Le magistrat Algassimou Diallo, avocat général près la Cour suprême et figure centrale du procès historique du massacre du 28 septembre 2009, fait l’objet d’une interdiction de sortie du territoire national à la suite de sanctions disciplinaires prises par le ministère de la Justice. L’information, qui suscite un vif émoi dans les milieux judiciaires et médiatiques en Guinée, a été fermement défendue le mercredi 19 août 2026 par le porte-parole de la présidence, le général Amara Camara, qui a recadré le débat en affirmant que nul n’était au-dessus de la loi.
La mesure contraignante ciblant le haut magistrat a été officiellement signifiée au directeur général de la police nationale au moyen d’une instruction transmise par le procureur général près la Cour d’appel. Dans son acte, l’autorité judiciaire exige des services de police la prise immédiate de toutes les dispositions nécessaires afin d’empêcher le départ du territoire de l’ancien procureur de Dixinn.
Le document réclame une exécution « effective, diligente et strictement conforme à son dispositif », ordonnant un contrôle rigoureux aux frontières terrestres, aériennes et maritimes, un signalement sans délai de toute tentative de franchissement ainsi que la transmission urgente d’un compte rendu d’exécution.
Si les raisons factuelles et juridiques précises justifiant cette interdiction de voyager demeurent non divulguées à ce stade, la présidence de la République est sortie du silence le 19 août 2026 pour légitimer la sanction administrative subie par le magistrat. S’exprimant publiquement sur le dossier, le général Amara Camara a inscrit cette décision dans la conduite ordinaire de l’État, rappelant que « la sanction fait partie de l’administration » et s’applique à tous les corps de métier. Soulignant que le ministre de la Justice s’est fondé sur des éléments matériels tangibles, le porte-parole présidentiel a déclaré qu’il existait « suffisamment de faits » justifiant cette mesure, invitant la presse à enquêter sur les motifs de fond plutôt que de contester le principe d’une sanction républicaine.

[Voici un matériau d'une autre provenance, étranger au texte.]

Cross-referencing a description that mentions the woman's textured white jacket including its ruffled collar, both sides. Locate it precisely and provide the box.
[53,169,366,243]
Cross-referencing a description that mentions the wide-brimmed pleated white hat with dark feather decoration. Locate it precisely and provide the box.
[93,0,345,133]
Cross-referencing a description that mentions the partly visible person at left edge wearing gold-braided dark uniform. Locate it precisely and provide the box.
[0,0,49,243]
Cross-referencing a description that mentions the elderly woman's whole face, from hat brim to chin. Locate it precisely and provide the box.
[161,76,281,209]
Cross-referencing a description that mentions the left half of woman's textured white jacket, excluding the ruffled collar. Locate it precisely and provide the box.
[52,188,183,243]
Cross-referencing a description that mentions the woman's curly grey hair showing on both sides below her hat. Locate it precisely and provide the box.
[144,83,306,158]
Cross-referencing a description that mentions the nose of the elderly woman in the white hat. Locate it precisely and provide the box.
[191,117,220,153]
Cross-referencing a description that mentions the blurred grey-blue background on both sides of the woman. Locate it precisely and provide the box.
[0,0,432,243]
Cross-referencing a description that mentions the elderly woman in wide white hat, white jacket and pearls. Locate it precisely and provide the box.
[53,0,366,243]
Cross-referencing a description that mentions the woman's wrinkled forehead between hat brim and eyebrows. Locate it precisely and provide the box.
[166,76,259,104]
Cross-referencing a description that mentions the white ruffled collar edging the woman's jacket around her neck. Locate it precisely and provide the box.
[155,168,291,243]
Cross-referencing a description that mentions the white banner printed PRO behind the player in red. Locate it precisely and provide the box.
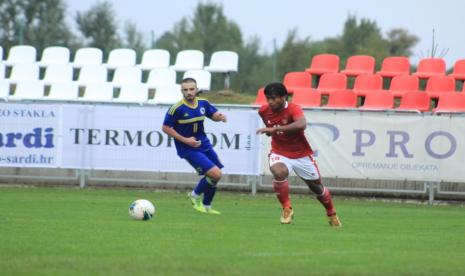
[305,110,465,182]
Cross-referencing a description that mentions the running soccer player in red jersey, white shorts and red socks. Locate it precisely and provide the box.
[257,83,342,227]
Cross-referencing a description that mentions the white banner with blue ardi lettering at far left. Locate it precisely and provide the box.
[0,104,60,167]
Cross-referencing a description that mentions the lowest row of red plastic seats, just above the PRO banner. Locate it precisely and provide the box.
[252,88,465,113]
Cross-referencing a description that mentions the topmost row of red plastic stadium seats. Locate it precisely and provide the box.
[305,54,465,80]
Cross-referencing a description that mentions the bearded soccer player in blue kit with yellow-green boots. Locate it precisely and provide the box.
[162,78,226,214]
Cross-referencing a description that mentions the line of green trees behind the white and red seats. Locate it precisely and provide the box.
[0,0,418,93]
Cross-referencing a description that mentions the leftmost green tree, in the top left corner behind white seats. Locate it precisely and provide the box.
[0,0,73,53]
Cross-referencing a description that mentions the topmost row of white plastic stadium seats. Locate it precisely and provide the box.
[0,45,239,73]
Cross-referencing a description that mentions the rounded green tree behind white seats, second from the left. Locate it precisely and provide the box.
[76,1,122,58]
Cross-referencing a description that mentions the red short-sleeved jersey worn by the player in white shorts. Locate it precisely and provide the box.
[258,102,313,159]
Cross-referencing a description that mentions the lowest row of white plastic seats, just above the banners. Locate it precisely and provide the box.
[0,80,182,104]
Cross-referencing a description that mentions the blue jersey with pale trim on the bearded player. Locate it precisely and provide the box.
[163,98,218,158]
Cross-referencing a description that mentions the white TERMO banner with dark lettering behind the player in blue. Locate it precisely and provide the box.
[61,105,260,175]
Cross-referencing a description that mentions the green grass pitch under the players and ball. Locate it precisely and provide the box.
[0,187,465,275]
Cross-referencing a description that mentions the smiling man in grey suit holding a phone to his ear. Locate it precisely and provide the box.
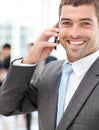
[0,0,99,130]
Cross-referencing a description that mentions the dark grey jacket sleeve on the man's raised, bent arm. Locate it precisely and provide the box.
[0,60,37,116]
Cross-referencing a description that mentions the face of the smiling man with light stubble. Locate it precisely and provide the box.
[59,5,99,62]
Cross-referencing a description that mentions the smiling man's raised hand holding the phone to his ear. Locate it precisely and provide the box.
[22,24,59,64]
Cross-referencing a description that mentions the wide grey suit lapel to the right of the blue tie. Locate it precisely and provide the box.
[57,58,99,130]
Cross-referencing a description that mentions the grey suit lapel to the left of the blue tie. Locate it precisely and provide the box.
[49,62,63,130]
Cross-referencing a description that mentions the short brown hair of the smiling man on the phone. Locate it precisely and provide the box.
[59,0,99,22]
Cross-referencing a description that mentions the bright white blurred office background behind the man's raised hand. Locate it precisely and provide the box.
[0,0,64,60]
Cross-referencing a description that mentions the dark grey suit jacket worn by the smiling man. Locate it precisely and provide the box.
[0,58,99,130]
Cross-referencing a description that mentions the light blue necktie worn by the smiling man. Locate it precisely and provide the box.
[56,63,73,126]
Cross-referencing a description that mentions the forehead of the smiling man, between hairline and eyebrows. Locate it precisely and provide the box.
[60,5,97,19]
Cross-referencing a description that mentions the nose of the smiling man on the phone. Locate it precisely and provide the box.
[70,25,81,39]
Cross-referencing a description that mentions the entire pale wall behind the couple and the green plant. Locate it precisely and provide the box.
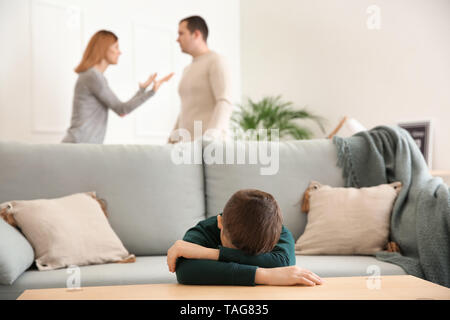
[0,0,450,170]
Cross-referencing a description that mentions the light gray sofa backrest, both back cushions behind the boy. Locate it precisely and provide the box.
[0,139,344,256]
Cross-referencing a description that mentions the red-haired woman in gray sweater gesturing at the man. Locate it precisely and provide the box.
[62,30,173,143]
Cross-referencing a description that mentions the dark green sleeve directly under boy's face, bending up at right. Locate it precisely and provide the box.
[219,226,295,268]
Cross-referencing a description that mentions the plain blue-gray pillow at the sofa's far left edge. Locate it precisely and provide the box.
[0,218,34,285]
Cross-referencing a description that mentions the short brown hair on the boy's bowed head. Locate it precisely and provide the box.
[222,189,283,255]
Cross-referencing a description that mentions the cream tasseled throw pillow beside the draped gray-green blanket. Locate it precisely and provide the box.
[295,181,401,255]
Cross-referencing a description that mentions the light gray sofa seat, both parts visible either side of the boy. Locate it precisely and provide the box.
[0,256,406,300]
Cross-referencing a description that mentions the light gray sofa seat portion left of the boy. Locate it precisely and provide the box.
[0,256,177,300]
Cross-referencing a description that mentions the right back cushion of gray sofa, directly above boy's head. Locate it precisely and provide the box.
[204,139,344,239]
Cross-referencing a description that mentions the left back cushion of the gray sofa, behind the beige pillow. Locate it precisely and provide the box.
[0,142,205,256]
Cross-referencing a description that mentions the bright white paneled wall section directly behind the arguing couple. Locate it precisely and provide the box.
[0,0,241,143]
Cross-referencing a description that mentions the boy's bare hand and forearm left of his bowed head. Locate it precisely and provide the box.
[167,240,219,272]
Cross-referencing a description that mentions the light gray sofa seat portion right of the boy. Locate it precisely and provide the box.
[296,255,407,278]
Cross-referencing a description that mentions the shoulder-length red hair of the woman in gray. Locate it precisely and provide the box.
[75,30,119,73]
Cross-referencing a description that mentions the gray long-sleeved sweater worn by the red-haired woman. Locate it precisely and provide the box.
[62,67,155,143]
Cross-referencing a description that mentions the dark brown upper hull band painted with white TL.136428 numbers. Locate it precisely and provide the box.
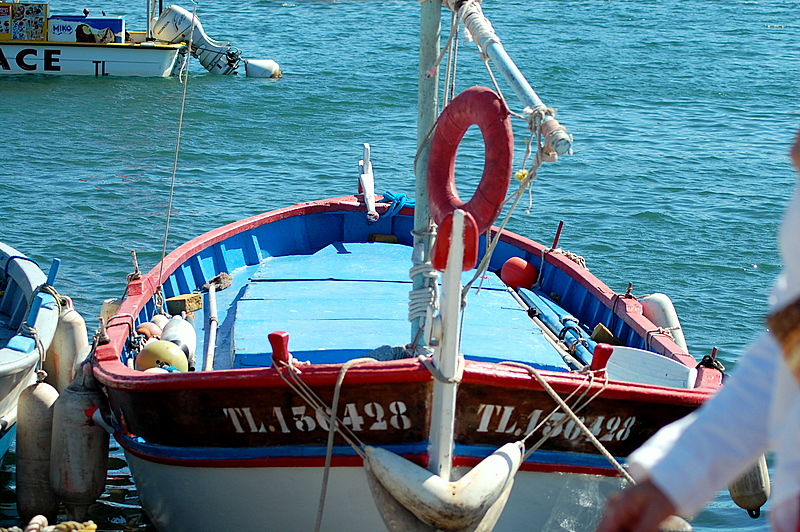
[109,359,705,475]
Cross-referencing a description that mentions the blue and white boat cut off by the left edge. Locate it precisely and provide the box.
[0,243,61,456]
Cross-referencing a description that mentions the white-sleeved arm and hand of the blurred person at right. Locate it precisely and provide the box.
[597,333,781,532]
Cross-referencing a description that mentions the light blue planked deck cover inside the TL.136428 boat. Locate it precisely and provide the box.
[202,243,569,371]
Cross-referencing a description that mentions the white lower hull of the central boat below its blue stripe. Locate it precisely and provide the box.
[126,453,622,532]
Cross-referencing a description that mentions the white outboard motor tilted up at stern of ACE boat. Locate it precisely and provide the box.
[153,5,281,78]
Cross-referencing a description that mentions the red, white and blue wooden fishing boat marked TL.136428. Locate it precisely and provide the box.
[92,1,722,532]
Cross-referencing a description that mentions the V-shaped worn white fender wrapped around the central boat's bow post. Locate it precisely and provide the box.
[364,442,522,530]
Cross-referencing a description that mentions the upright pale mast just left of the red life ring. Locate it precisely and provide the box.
[411,0,442,345]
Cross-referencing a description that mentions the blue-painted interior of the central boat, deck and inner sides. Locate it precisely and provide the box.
[133,211,648,371]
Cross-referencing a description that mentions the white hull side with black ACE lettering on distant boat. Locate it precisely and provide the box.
[0,41,184,77]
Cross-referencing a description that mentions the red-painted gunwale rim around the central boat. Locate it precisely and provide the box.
[94,196,722,405]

Cette mesure disciplinaire frappe un acteur d’envergure de l’appareil judiciaire guinéen. Avant son affectation comme avocat général près la Cour suprême, Algassimou Diallo a exercé les fonctions de procureur de la République près le Tribunal de première instance de Dixinn, position depuis laquelle il a incarné l’accusation lors des débats emblématiques du procès des exactions du 28 septembre.